When executing a command with `capsula run`, the following environment variables are automatically set and available to your command:

| Variable | Description | Example |
| ---------- | ------------- | --------- |
| `CAPSULA_RUN_ID` | Unique ULID identifier for this run | `01K8WSYC91YAE21R7CWHQ4KYN2` |
| `CAPSULA_RUN_NAME` | Human-readable generated name | `chubby-back` |
| `CAPSULA_RUN_DIRECTORY` | Absolute path to the run directory in the vault | `/path/to/.capsula/vault-name/2025-10-31/093525-chubby-back` |
| `CAPSULA_RUN_TIMESTAMP` | ISO 8601 timestamp of when the run started | `2025-10-31T09:35:25.473+00:00` |
| `CAPSULA_RUN_COMMAND` | Shell-quoted string of the executed command | `python train.py --epochs 100` |
| `CAPSULA_PRE_RUN_OUTPUT_PATH` | Path to the pre-run output JSON file | `/path/to/.capsula/vault-name/.../pre-run.json` |

> [!CAUTION]
> While `CAPSULA_RUN_DIRECTORY` is available, it is **not recommended** to write files directly to this directory. Instead, output files to your project root and capture them using the `capture-file` hook in the post-run phase.

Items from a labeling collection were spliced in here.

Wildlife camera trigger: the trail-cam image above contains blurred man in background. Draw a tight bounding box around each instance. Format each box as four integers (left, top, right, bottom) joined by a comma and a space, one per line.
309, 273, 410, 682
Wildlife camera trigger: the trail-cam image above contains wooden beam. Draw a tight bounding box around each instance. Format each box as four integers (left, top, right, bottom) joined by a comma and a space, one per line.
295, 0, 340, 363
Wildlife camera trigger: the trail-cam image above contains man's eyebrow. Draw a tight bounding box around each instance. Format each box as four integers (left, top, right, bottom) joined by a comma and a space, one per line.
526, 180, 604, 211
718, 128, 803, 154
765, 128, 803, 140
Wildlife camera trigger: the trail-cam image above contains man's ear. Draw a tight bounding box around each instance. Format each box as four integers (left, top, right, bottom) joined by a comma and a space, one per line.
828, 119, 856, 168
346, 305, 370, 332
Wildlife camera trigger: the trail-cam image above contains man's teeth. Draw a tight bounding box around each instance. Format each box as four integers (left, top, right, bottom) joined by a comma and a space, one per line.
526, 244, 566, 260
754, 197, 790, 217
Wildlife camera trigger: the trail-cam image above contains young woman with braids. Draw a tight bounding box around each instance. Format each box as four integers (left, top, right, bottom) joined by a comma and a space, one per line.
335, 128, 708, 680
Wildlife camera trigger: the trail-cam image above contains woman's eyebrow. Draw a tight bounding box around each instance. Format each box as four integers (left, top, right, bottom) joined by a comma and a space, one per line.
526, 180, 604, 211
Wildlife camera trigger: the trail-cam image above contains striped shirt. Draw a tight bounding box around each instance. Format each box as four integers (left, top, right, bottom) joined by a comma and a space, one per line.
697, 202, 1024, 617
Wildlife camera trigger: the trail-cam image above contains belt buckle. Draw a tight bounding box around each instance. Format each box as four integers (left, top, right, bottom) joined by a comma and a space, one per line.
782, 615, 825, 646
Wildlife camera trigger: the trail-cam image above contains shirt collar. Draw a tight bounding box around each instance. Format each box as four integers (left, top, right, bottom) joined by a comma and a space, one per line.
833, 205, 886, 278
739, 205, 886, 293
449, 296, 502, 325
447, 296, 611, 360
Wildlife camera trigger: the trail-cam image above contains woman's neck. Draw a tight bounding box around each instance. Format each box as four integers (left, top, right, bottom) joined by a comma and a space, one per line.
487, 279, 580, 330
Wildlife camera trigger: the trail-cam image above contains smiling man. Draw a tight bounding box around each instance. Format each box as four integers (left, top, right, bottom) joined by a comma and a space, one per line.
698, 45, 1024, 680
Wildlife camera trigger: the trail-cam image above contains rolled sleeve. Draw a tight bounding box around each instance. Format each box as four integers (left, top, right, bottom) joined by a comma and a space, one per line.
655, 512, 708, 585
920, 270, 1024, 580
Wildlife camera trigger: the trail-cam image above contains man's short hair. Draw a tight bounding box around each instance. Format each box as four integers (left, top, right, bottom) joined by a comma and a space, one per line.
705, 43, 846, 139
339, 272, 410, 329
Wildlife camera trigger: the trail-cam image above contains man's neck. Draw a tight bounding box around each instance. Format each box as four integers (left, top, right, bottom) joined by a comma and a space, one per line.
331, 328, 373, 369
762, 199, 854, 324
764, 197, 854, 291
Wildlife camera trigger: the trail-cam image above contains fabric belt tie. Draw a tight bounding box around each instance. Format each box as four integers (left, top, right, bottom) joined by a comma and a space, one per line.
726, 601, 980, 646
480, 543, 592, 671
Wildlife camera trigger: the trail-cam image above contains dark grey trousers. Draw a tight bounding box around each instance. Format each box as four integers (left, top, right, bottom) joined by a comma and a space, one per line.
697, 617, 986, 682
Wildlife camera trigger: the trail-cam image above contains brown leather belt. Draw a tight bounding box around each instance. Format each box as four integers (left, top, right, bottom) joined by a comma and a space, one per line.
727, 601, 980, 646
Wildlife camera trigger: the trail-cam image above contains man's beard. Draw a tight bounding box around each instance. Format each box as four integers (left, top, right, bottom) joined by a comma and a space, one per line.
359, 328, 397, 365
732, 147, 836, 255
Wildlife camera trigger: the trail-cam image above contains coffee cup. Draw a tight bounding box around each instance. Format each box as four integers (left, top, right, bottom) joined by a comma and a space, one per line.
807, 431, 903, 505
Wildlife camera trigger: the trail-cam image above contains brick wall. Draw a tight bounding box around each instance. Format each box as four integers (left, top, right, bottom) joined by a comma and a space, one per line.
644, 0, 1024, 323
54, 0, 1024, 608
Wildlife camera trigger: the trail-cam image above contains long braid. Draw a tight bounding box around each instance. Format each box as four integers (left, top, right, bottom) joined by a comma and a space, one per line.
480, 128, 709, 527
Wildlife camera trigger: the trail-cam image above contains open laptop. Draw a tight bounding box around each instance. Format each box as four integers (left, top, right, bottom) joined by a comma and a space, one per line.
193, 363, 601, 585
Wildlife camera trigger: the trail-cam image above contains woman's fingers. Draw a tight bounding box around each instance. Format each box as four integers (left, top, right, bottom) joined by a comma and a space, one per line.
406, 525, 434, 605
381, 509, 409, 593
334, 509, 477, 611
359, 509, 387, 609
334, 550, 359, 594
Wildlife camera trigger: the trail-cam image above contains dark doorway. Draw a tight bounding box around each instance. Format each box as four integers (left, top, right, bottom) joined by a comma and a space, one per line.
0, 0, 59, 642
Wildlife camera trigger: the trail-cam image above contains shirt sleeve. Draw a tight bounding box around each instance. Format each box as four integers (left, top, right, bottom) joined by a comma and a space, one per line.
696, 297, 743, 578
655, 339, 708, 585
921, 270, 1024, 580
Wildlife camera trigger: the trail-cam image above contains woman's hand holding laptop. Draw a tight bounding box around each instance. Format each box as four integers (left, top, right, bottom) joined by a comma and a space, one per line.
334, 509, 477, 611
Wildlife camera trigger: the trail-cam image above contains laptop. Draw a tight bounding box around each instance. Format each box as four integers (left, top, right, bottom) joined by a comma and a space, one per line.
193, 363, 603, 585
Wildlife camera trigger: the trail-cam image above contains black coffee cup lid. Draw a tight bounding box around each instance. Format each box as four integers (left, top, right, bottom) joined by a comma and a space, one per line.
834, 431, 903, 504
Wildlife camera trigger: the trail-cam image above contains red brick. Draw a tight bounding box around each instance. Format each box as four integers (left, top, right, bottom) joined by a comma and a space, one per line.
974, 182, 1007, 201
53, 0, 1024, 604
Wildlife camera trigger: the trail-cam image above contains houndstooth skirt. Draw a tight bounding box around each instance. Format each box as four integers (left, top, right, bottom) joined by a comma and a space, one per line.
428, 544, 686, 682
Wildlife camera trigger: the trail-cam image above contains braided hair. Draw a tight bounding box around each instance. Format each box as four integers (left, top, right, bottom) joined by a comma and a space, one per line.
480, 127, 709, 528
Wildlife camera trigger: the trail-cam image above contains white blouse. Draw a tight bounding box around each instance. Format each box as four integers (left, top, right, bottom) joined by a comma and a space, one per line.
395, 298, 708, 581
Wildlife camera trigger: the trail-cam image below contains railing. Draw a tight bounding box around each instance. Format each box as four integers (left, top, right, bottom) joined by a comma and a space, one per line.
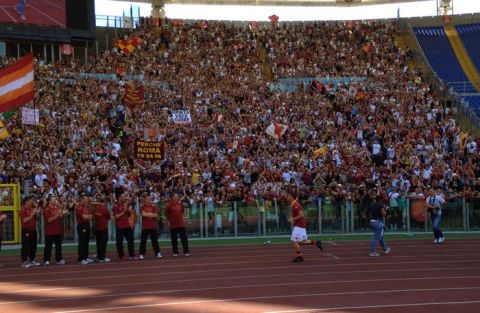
447, 81, 478, 96
95, 15, 142, 28
22, 197, 480, 242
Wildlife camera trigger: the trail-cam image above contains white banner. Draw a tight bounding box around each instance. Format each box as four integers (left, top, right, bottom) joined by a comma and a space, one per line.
22, 108, 40, 125
172, 110, 192, 124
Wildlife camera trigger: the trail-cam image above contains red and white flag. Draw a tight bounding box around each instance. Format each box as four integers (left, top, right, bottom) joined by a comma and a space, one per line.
60, 43, 73, 55
0, 53, 35, 113
268, 14, 280, 26
198, 21, 208, 29
265, 122, 288, 139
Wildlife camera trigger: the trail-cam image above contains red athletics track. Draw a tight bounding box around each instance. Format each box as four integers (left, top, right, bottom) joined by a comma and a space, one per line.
0, 238, 480, 313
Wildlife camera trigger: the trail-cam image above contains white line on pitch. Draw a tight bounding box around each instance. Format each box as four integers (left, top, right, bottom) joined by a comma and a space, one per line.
264, 300, 480, 313
55, 287, 480, 313
0, 267, 476, 295
0, 257, 479, 285
0, 276, 480, 305
327, 253, 340, 260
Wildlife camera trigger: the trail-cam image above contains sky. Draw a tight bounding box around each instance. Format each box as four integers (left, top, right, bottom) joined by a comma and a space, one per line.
95, 0, 480, 21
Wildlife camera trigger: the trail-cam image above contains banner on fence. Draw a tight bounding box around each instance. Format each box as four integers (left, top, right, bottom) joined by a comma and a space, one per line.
172, 110, 192, 124
123, 81, 145, 110
22, 108, 40, 125
134, 140, 167, 161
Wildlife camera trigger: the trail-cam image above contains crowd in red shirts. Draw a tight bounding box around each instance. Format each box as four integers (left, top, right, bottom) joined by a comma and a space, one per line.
0, 21, 480, 262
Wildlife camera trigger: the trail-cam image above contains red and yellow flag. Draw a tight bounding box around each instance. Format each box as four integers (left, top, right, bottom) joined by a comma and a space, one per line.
0, 54, 34, 113
114, 37, 143, 53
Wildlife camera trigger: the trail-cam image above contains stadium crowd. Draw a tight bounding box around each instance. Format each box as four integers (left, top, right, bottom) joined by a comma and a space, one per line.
0, 22, 480, 238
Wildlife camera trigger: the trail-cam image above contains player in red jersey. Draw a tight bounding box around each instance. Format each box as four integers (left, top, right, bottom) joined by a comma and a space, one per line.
15, 0, 27, 21
285, 193, 323, 262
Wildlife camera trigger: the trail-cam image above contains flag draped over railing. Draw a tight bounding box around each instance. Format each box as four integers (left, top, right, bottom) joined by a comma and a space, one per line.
0, 54, 34, 113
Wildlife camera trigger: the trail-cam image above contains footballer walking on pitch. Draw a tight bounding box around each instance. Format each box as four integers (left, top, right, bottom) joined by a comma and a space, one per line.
285, 193, 323, 262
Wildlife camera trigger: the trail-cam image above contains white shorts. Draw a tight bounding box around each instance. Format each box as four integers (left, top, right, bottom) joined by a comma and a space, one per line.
290, 226, 308, 242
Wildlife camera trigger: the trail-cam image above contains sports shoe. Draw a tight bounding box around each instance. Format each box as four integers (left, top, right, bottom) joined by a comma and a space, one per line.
292, 255, 303, 263
30, 260, 40, 267
15, 7, 27, 21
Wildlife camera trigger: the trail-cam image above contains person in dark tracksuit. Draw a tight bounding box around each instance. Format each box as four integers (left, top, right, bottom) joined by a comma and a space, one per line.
94, 198, 111, 263
425, 189, 445, 244
43, 196, 68, 266
369, 198, 390, 257
19, 197, 40, 268
139, 196, 162, 260
112, 193, 135, 260
0, 213, 7, 267
165, 193, 190, 257
75, 195, 93, 265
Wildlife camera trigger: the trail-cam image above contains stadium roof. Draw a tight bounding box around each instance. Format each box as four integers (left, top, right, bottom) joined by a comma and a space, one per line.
115, 0, 427, 7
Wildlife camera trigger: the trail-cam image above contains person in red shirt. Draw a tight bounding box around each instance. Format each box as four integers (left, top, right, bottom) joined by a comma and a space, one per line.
285, 193, 323, 262
43, 196, 68, 266
0, 213, 7, 267
75, 194, 93, 265
94, 197, 111, 263
112, 193, 139, 260
140, 196, 162, 260
19, 197, 40, 268
165, 193, 190, 257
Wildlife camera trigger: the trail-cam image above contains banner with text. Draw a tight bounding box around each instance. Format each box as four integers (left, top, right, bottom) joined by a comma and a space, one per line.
172, 110, 192, 124
123, 83, 145, 110
135, 140, 167, 161
22, 108, 40, 125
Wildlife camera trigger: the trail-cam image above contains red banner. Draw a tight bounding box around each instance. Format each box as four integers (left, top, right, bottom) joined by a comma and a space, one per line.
60, 43, 73, 55
123, 83, 145, 110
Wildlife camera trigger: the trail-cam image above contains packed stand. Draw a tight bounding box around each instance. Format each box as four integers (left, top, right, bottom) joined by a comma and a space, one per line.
0, 22, 480, 236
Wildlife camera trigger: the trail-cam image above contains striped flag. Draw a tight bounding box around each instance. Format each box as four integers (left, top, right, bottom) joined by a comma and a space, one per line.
0, 54, 34, 113
265, 122, 288, 139
0, 120, 10, 140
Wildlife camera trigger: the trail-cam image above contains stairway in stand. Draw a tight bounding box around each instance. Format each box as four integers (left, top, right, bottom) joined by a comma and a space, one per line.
445, 26, 480, 92
257, 37, 273, 82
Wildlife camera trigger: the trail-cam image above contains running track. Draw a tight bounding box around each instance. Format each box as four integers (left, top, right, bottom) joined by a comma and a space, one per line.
0, 239, 480, 313
0, 0, 65, 28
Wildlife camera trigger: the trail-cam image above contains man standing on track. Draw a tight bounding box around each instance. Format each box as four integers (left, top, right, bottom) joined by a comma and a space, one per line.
112, 193, 135, 260
43, 196, 68, 266
425, 188, 445, 243
139, 196, 162, 260
15, 0, 27, 21
165, 191, 190, 257
94, 196, 111, 263
19, 197, 40, 268
369, 195, 390, 257
285, 193, 323, 262
75, 194, 93, 265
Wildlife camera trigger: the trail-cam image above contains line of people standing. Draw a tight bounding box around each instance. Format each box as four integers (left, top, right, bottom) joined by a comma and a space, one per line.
16, 193, 190, 268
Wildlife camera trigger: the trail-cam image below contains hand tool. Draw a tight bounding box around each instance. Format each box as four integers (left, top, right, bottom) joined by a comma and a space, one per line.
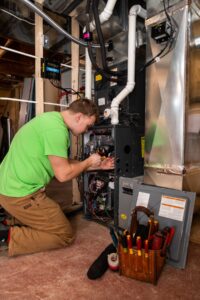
126, 234, 133, 254
136, 236, 142, 256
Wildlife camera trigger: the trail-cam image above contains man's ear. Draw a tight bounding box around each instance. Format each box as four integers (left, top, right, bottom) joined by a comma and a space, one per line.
74, 113, 83, 122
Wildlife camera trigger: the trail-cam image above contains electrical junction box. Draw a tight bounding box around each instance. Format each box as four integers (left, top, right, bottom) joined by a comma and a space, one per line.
118, 177, 196, 269
41, 58, 60, 80
151, 21, 171, 44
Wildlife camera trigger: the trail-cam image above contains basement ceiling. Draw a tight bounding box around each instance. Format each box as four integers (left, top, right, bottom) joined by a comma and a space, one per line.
0, 0, 144, 88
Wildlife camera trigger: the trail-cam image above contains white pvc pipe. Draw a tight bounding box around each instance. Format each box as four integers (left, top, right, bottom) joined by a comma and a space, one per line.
0, 97, 69, 107
85, 49, 92, 99
0, 46, 37, 58
83, 0, 117, 32
111, 5, 146, 125
83, 0, 117, 99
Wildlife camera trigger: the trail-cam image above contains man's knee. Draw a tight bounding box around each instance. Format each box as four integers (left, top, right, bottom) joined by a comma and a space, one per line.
60, 224, 75, 245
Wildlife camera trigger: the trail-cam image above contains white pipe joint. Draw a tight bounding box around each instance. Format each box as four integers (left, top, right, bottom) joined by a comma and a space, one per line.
129, 5, 147, 19
111, 5, 147, 125
83, 0, 117, 32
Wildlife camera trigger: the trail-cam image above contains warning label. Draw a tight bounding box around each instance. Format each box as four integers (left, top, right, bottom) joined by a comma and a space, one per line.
158, 195, 186, 221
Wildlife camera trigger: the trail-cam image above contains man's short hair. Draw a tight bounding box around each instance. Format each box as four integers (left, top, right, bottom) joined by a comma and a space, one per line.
68, 98, 99, 120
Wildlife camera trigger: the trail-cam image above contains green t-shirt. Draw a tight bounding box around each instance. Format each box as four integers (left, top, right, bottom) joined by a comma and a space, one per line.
0, 112, 70, 197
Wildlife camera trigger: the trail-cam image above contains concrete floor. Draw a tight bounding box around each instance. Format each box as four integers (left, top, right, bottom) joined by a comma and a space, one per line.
0, 182, 200, 300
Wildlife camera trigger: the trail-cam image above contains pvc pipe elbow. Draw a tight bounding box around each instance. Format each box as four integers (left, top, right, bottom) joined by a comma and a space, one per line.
129, 5, 147, 19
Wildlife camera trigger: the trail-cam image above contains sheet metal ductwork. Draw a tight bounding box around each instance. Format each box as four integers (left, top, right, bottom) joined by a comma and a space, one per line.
144, 1, 200, 195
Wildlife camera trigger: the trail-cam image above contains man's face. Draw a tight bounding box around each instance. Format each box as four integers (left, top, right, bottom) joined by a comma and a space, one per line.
72, 113, 96, 135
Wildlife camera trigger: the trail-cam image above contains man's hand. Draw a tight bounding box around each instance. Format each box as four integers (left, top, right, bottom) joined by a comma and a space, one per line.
99, 157, 114, 170
88, 153, 101, 168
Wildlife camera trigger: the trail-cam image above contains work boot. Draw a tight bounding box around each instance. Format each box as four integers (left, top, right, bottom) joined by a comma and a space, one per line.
87, 244, 117, 280
0, 224, 9, 256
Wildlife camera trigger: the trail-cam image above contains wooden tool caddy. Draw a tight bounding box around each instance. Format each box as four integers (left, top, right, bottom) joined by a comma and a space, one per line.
118, 206, 165, 284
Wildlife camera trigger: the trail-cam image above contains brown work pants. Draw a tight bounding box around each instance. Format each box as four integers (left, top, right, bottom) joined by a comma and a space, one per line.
0, 191, 74, 256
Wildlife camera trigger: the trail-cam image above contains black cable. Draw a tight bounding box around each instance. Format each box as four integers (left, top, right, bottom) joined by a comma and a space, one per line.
139, 0, 176, 72
49, 79, 81, 99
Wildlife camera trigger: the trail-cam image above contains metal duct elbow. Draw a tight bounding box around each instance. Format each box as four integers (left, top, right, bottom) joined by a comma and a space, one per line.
111, 82, 135, 125
90, 0, 117, 31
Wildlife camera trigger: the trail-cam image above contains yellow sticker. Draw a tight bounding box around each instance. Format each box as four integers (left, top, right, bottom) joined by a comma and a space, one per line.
95, 74, 102, 81
120, 214, 127, 220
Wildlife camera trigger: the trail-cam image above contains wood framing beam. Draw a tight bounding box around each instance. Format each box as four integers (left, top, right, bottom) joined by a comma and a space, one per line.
71, 18, 81, 204
0, 39, 12, 58
35, 0, 44, 115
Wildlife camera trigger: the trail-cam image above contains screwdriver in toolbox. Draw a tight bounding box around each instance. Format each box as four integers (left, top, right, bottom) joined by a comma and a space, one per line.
136, 236, 142, 256
160, 227, 175, 256
126, 234, 133, 254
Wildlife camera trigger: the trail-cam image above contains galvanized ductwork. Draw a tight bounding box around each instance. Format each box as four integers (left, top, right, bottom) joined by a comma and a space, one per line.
144, 0, 200, 204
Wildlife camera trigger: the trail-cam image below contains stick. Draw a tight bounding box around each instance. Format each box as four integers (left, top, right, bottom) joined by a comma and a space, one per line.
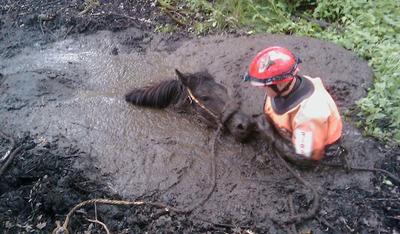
320, 163, 400, 184
288, 194, 298, 234
0, 130, 23, 176
52, 127, 221, 234
86, 219, 110, 234
272, 154, 319, 223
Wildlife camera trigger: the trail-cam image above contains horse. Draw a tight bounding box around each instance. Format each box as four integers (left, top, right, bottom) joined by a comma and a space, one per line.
125, 69, 254, 142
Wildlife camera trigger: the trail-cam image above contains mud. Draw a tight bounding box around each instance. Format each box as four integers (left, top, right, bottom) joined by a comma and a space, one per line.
0, 1, 400, 233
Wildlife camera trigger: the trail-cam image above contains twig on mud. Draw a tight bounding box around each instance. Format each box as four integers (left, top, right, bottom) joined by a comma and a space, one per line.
78, 0, 100, 16
315, 216, 339, 233
288, 194, 298, 234
197, 218, 250, 229
0, 130, 15, 162
52, 126, 221, 234
320, 163, 400, 184
0, 130, 23, 176
86, 219, 110, 234
108, 12, 155, 25
165, 10, 186, 26
271, 154, 319, 224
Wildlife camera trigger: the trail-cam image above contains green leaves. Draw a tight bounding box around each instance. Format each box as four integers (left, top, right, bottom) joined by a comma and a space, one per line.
159, 0, 400, 143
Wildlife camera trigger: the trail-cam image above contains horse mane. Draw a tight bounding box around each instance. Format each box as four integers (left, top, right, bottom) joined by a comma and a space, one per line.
125, 80, 183, 108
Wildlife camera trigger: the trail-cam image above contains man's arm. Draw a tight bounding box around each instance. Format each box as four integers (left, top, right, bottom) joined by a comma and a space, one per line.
256, 116, 320, 165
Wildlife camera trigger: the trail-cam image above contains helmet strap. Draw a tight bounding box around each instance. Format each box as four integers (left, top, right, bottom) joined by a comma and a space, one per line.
269, 80, 293, 97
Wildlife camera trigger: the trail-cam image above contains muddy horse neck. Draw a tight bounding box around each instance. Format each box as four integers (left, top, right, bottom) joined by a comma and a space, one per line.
186, 88, 223, 121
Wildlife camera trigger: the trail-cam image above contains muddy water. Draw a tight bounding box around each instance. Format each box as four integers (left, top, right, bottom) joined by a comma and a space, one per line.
0, 32, 380, 228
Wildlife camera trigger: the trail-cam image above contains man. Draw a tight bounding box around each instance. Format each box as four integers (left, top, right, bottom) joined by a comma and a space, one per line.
245, 46, 342, 165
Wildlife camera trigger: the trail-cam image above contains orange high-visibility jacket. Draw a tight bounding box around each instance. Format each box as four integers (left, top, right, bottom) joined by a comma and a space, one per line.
264, 76, 342, 160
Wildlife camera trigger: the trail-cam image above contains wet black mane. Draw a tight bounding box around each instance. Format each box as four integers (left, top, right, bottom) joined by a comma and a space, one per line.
125, 80, 184, 108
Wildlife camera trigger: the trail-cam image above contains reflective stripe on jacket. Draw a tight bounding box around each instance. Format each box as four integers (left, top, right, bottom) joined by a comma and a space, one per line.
264, 76, 342, 160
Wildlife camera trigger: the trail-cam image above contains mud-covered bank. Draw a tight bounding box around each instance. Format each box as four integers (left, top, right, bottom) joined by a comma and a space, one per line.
0, 0, 400, 233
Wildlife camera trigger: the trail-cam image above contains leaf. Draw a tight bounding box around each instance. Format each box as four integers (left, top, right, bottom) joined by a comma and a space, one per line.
382, 178, 393, 186
36, 222, 47, 230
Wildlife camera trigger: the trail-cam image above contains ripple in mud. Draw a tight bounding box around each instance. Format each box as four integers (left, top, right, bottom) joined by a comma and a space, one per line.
0, 31, 398, 233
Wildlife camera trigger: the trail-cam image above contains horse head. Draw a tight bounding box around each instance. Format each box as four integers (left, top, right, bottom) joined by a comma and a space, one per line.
175, 69, 253, 141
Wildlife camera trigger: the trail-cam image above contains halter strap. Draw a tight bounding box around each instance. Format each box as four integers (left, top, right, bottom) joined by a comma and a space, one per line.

This approach ensures files are properly tracked and managed by Capsula's file handling system.

These variables can be used within your scripts to access run metadata:

```python
# Example: Embed run name in matplotlib figures for traceability
import os
import matplotlib.pyplot as plt

run_name = os.environ.get('CAPSULA_RUN_NAME')

# Create your plot
plt.plot([1, 2, 3, 4], [1, 4, 2, 3])
plt.title('Experiment Results')

# Add run name to the figure - useful when copying plots to presentations
plt.figtext(0.99, 0.01, f'Run: {run_name}',
            ha='right', va='bottom', fontsize=8, alpha=0.7)

# Save to project root, then capture with post-run hook
plt.savefig('results.png')
```

```toml
# Configure a post-run hook to capture the output file
[[post-run.hooks]]
id = "capture-file"
glob = "results.png"
mode = "move"  # Move the file to the vault
```

#### `capsula list`

List all captured runs in the vault.

```bash
# List runs with default config
capsula list

# List runs with custom config
capsula list --config my-config.toml
```

**Example Output:**

```
TIMESTAMP (UTC)      NAME                  COMMAND
---------------------------------------------------------------------------------------------
2025-10-31 09:35:29  kind-year             echo hello
2025-10-31 09:35:28  smelly-apparel        echo hello
2025-10-31 09:35:26  clear-waste           echo hello
2025-10-31 09:30:15  cheap-trip            echo this is a very long command with many argu...
```

The output shows:

- **Timestamp**: UTC time when the command was executed
- **Name**: Human-readable generated name for the run
- **Command**: The command that was executed (truncated if too long)

## Output Structure

### Metadata

Every hook output includes metadata for traceability:

```json
{
  "__meta": {
    "config": {},    // Configuration used for this hook
    "id": "capture-cwd",  // Hook ID from configuration
    "success": true  // Capture success status
  }
  // ... hook-specific data
}
```

### Vault Structure

Captured data is organized in the vault:

```
.capsula/
└── vault-name/
    └── 2025-10-31/                    # Date-based directory (YYYY-MM-DD, UTC)
        └── 093525-chubby-back/        # Unique run directory (HHMMSS-run-name)
            ├── _capsula/              # Capsula metadata directory
            │   ├── metadata.json      # Run metadata (ID, name, command, timestamp)
            │   ├── pre-run.json       # Pre-phase hook outputs (array)
            │   ├── command.json       # Command execution results
            │   └── post-run.json      # Post-phase hook outputs (array)
            └── [captured files]       # Files copied by file hooks
```

**metadata.json** contains run information:

```json
{
  "id": "01K8WSYC91YAE21R7CWHQ4KYN2",
  "name": "chubby-back",
  "command": ["echo", "hello"],
  "timestamp": "2025-10-31T09:35:25.473+00:00",
  "run_dir": "/path/to/.capsula/vault-name/2025-10-31/093525-chubby-back"
}
```

**command.json** contains command execution results:

```json
{
  "exit_code": 0,
  "stdout": "hello\n",
  "stderr": "",
  "duration": {
    "secs": 0,
    "nanos": 1986042
  }
}
```

## License

This project is licensed under either of the MIT license or the Apache License 2.0 at your option.